Empty Arms - The Lonely Trauma of Miscarriage
An extended definition of infertility includes women who conceive but cannot carry a pregnancy to the full term that is women who have repeated miscarriages or pregnancy failures.The medical term for a miscarriage is an abortion. Most miscarriages start with vaginal bleeding which is initially slight and painless. This is called a threatened abortion, because the pregnancy is threatened by the bleeding. This bleeding takes place from the mother, and is not fetal blood. About half the time this stops spontaneously and results no harm to the pregnancy. At this stage, the most useful test is an ultrasound scan (usually done with a vaginal probe). If a fetal heartbeat can be seen, this means that there is a 95 % chance that the pregnancy will proceed normally. On the other hand, if the ultrasound scan shows that the fetus has not developed properly and this includes patients with a "blighted ovum" or anembryonic pregnancy, when no fetus can be seen; or a missed abortion or intrauterine fetal death, when the fetus is seen but the heart is not beating, then nothing can be done to save the pregnancy.

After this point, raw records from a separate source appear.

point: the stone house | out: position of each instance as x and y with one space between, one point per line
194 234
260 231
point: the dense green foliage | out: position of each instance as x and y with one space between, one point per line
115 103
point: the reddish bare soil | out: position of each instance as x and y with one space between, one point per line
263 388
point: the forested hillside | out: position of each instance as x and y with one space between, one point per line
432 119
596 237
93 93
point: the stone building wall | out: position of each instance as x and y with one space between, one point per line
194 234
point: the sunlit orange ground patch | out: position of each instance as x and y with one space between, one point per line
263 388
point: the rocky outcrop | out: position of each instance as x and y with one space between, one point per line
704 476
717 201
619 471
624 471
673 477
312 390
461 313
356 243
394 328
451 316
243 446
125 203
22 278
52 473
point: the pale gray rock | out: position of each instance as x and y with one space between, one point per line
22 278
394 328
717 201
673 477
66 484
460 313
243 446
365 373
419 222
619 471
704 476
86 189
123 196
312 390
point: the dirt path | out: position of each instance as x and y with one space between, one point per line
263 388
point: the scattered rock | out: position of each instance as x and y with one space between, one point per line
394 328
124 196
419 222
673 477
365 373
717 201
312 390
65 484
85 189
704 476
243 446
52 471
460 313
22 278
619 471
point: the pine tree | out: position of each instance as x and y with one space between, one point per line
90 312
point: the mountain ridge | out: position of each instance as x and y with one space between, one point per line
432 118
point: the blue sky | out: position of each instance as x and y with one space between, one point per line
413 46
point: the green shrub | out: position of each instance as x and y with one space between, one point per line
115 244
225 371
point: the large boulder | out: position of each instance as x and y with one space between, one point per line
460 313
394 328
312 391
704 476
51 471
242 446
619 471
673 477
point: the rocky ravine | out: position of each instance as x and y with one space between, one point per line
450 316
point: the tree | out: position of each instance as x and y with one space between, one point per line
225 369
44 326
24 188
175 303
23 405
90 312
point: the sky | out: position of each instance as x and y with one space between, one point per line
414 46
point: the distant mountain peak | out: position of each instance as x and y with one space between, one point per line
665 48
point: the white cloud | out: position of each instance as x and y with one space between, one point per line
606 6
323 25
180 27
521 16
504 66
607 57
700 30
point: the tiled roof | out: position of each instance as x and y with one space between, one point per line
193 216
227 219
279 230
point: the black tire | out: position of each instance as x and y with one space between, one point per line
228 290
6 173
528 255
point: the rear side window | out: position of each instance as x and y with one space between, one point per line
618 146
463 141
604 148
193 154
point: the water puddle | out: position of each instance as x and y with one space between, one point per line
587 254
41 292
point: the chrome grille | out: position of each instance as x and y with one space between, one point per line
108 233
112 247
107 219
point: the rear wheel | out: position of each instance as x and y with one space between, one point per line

In patients with a blighted ovum, missed abortion, inevitable or incomplete abortion, the treatment is a uterine curettage (D&C) - a short surgical procedure which is performed to empty the uterus and remove the pregnancy tissue called the products of conception. It is now also possible for the doctor to terminate the pregnancy non-surgically, by using a combination of drugs such as RU 486 (mifepristone, an anti progestin) or methotrexate, and prostaglandins (such as misoprostol).
Abortions which occur in the first twelve weeks of pregnancy are called first trimester abortions. Those which occur between the 13th to 20th weeks are called second trimester abortions.
The magnitude of the problem
Perhaps 20-30% of all women spot, bleed or suffer cramps during their first 12 weeks of pregnancy, and about 10% miscarry. This figure may be an underestimate, because there are a number of women who miscarry an early pregnancy unknowingly, thinking that their period has been late or heavy. Thus, it is acute common for women to have one miscarriage during the first twelve weeks of their pregnancy. This mostly happens by chance and is not a sign that they have a health problem because most of them will probably have a healthy baby the next time they get pregnant without any treatment.
If, however, a patient has had two or more miscarriages consecutively, this is called repeated or habitual abortion. Now, although the risk of miscarrying again does increase, this risk is still quite small, and go up from the 15% risk a normal woman has to 35% - which still means there is a 65% chance that these will not have a miscarriage again.
Fact and fiction
Most women who miscarry do so only once. Their risk for miscarrying again is not increased and is the same as that of a normal woman's - about 15%
Women who are over 35 years of age are more liable to miscarry
There is an old saying that you cannot shake a good apple off a tree. Traveling, lifting weights and sex do not threaten a healthy pregnancy.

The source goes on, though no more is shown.